Potentially, these or otherdevices could be incorporated with image interpretation workstations, allowing radiologists to review imageswhile increasing their background activity. However, such a device has not been studied in this setting to determine if there is a negative impact on the detection of abnormalities. The purpose of this study was to evaluate the feasibility of a walk-and-work image interpretation workstation for computed tomographic (CT) image interpretation and to assess interpretation accuracy. If it can be shown that accuracy is maintained, this device could be implemented in clinical practice, allowing increased caloric expenditure and subsequent improvement in overall health for radiologists.

So, this is what they did:

A worktable was constructed that could be adjusted from a height of 38 to 52 in above the treadmill track using a hydraulic device. Thus, it could be adapted to accommodate the different heights of the radiologists (5 ft 9 in and 6 ft 1 in) in this study. This height range would be suitable for individual heights of 5 ft 7 in to 6 ft 10 in but could be revised for other heights. Because of the configuration of the table, the front support and control panel for the treadmill was not attached, and the treadmill control panel was mounted on the wall adjacent to the treadmill. The tabletop size was 4 ft wide by 2 ft 10 in deep. This allowed placement of a 2 monitor workstation, keyboard, fan, and dictating machine while still leaving ample room for note taking. The desktop was designed to have an overhang of 10 in. This allowed ample space for legs to extend forward without making contact with the support during a low rate of walking. The total cost for the worktable construction was approximately $1,500. A commercial-grade treadmill (C954i; Precor Inc., Woodinville, Washington) was used (Figures 1 and 2). The cost of the treadmill was $3,000. The retrospective review was performed in a remote location, and a computer with electronic medical record access, electronic dictating machine, and telephone were not present. Reviewers wore tennis shoes while walking on the treadmill.

The cost of the tennis shoes was not given. The researchers then interpreted 10 cases whilst walking on the treadmill at 1 mile per hour. Average interpretation time under these conditions was 9.2 minutes, a little longer than we usually spend on a case. The results are surprising:

As the study was developed, the main concern was that the use of the treadmill would cause the investigators to miss a significant number of findings because of the associated motion. It was surprising to discover that a significant number of findings were detected while on the treadmill that were not mentioned on the initial interpretations. Many (60%) were very subtle findings, and 13% likely would rarely be seen. Although it is intriguing to think that the walking technique may have led to this increased detection by increasing blood flow and alertness, there are several other issues that may have accounted for this.

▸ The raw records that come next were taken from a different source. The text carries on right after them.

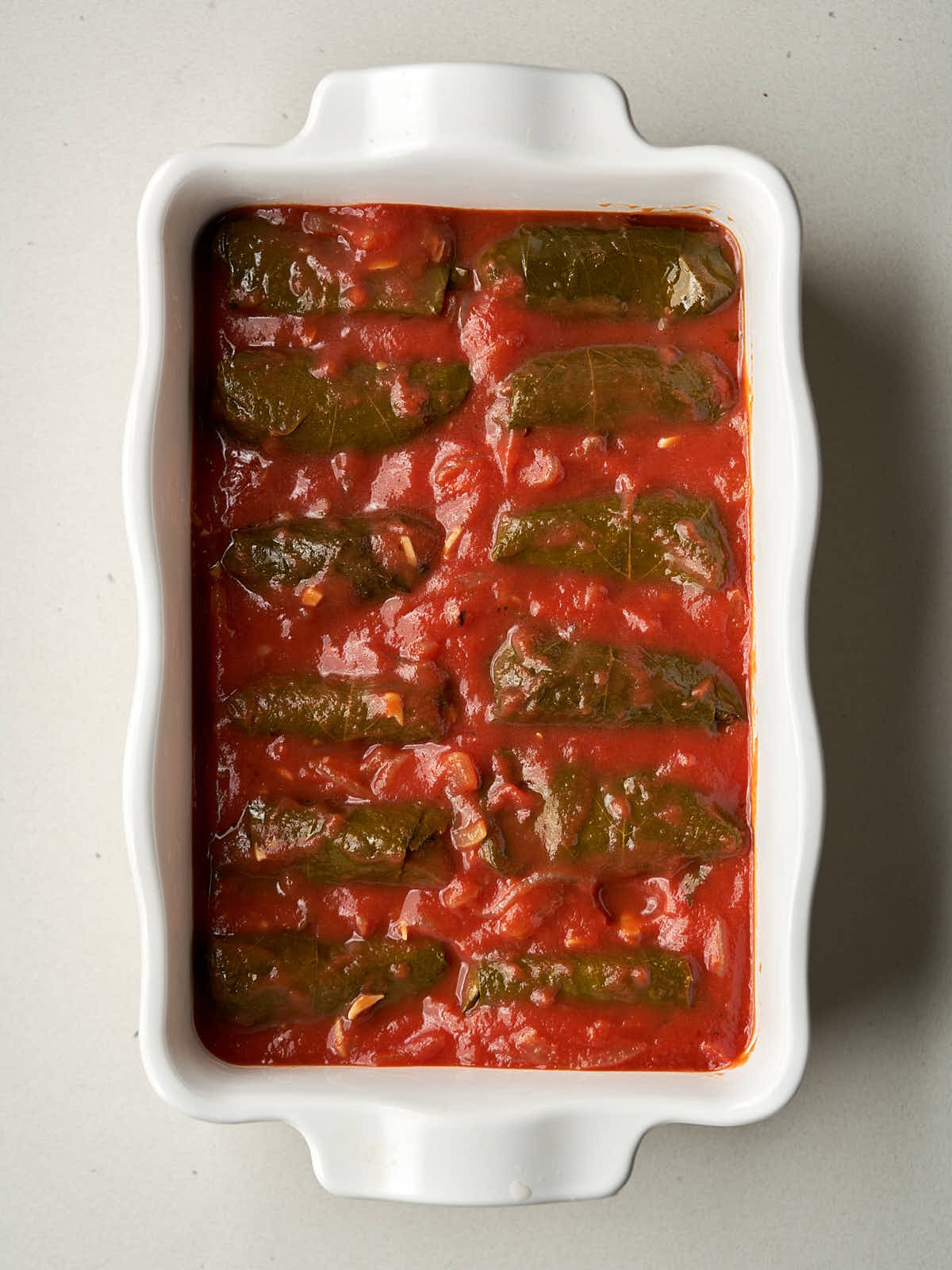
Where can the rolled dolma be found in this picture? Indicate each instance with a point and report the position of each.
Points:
(292, 978)
(380, 554)
(634, 826)
(617, 387)
(336, 709)
(279, 271)
(390, 842)
(644, 271)
(647, 976)
(664, 535)
(541, 679)
(263, 393)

Why did they have to go and spoil it? The other factors involve the fact that the images were evaluated twice, only 10 cases were read at a time, and the bloody phone wasn’t ringing off the hook during the interpretation. Then, there is the Hawthorne effect which says we perform tasks better in response to a change in environment. Sounds like we ought to at least move offices every hour or so.

The bottom line is that it is feasible to read from PACS whilst exercising, and your accuracy might even improve. This is wonderful news, of course. However, the researchers were probably in good shape and had good coordination. Get me up there on the treadmill, give me a tough case, and I’m likely to go George Jetson within 30 seconds.